Johnny's memory floated blissfully back to the window of the Lumps of Delight shop, a bow-windowed heaven of bright colours and striped sticks of candy and sugar-dusted jellied fruits and ribbon-wrapped boxes of Turkish Delight. Oh, why had not Meg let him go in?

"Come and sit by me, Johnny," invited Mrs Crisparkle, leaning forward. He liked Mrs Crisparkle, who was like a grown-up doll in her frilled dimity gown and pristine bonnet. Besides, she smelled of lavender. He went to her and sat down, twisting his old scrap of silk between his fingers. "What's this I hear about you never speaking, dear? Why, that will never do. A fine young man needs to speak to make his way in the world. Where do you think you shall go and what shall you do, Johnny?"

He twisted his silk over and over and kicked his heels against the claw foot of the chaise. It wasn't that he didn't want to speak. He could not explain it. It just seemed better not to.

"Johnny," reproached Meg. "Mrs Crisparkle is so kind to take notice of you. Is this how you repay her?"

"Oh, no matter," said Mrs Crisparkle. "I wish my Sept might be a few years younger. He could be a playmate for you. But he is gone away to school now. Should you like to go away to school?"

I know not whereof you speak. What is school?

But he did not pose the question aloud.

"He sings," said Meg, a little desperately. "He knows ever so many songs. So he has words. He simply elects not to use them."

"He sings?"

"Yes, he carries a tune well for a child of his age."

"Then, thank heavens, he has intellect. There was a mute boy in the village some years ago. Alas, nobody could make themselves understood to him and he was put away."

Johnny's skin prickled and he found himself unable to swallow suddenly. People who did not speak were 'put away'? Where? What could she mean?

"But that is not in question for you, dear Johnny. Will you sing me a song? I should so like to hear it, for I love music, you know."

"Sing O God Our Help In Ages Past," urged Meg. "You do it so beautifully. I mean, for a three year old. Please do not expect it to sound like the choir at Cloisterham, Mrs Crisparkle."

"Then shall you accompany him at the piano, Meg?"

"Oh." She hesitated. "I do not like to…I have not played it in some time."

"It would so oblige me to hear you."

Meg stood abruptly, as if the request had offended her in some way, and took the little key that unlocked the piano lid from the pot on the shelf beside it.

Johnny could not help following her. He had never seen the lid taken up before and was astonished to see the expanse of pale brown and black keys that lay underneath. He was yet more astonished when Meg drew up the stool, put her fingers on the keys and made sounds come out of them.

He was so wide-eyed and fascinated that Meg had to play the introduction, somewhat laboriously, twice over before he remembered to come in with the words.

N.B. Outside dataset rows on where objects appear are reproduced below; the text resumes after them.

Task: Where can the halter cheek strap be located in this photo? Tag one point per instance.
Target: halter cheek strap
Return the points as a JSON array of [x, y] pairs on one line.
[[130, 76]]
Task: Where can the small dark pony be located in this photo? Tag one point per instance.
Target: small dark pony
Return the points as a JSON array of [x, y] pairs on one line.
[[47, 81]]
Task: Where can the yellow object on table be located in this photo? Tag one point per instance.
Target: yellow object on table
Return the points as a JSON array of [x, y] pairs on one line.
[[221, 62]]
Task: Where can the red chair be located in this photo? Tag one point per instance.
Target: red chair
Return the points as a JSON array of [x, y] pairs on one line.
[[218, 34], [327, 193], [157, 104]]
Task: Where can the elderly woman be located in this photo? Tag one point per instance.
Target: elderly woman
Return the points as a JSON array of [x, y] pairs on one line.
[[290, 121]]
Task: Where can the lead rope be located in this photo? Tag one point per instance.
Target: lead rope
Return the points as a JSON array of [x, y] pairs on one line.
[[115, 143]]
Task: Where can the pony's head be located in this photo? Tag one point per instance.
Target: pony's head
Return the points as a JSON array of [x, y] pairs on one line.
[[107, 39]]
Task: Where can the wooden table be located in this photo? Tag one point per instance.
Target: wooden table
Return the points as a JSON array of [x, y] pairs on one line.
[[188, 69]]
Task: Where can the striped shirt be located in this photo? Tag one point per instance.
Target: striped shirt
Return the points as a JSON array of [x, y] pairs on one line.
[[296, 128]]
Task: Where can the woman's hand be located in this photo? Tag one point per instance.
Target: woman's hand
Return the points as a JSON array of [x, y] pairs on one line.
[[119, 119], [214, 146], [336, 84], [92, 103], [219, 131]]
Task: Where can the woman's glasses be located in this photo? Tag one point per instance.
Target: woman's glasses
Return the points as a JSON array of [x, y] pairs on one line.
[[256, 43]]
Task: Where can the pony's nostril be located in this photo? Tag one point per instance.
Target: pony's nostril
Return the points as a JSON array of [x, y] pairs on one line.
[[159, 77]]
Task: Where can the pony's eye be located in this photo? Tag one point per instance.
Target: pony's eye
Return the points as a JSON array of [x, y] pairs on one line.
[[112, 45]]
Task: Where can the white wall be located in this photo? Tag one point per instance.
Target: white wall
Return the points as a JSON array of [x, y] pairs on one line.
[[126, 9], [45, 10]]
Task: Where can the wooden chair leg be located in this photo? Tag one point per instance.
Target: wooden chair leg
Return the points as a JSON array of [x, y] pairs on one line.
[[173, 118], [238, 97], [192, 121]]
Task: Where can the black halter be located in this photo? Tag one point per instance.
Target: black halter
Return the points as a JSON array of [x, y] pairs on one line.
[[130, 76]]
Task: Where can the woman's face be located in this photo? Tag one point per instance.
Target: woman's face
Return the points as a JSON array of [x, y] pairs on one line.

He liked to sing and he liked the sound of the words in his mouth, though he hardly knew what they might mean. He especially liked the line 'Time like an ever-rolling stream/Bears all its sons away'. The grandeur and solemnity of it struck him always, making him feel a small but integral part of the world, rather than the useless adjunct to it he most often saw himself as.

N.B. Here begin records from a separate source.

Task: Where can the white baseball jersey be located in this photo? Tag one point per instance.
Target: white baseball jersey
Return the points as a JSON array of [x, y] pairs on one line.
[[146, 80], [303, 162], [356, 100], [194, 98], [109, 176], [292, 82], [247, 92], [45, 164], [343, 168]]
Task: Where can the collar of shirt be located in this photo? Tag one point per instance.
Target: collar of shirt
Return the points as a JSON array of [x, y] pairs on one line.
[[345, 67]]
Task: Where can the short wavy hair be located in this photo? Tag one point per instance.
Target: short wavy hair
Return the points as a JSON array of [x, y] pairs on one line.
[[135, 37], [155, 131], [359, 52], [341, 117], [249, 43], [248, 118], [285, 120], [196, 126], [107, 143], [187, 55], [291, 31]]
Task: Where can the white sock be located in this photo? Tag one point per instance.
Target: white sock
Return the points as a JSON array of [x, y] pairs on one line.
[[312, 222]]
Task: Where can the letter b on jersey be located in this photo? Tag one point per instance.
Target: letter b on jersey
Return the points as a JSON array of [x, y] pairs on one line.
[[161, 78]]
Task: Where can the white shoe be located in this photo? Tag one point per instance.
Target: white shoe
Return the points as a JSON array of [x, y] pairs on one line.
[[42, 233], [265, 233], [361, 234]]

"Wonderful, quite wonderful," applauded Mrs Crisparkle rapturously. "Did you teach him this, Meg?"

"Yes," she admitted. Idle Sunday afternoons when the weather was bad were always spent singing hymns and sewing.

"You must teach him his letters. I'm sure he will be quick to learn, if he can recall such verses so well. Perhaps if he can spell words, he will also be able to voice them. And, you know, it will be as well for you to have some experience of teaching." She dropped her voice low, giving the oblivious and half-asleep aunt Hetty a sidelong glance. "It may well be useful, when the time comes."

The grown of the world spoke in such riddles, Johnny thought. What time could she mean?

But his attention was only briefly captured by this thought, for he had an entire new world to discover and explore, a world composed of ivory and harmony, bounded by wooden ends of the cabinet piano, and he was impatient to savour its delights.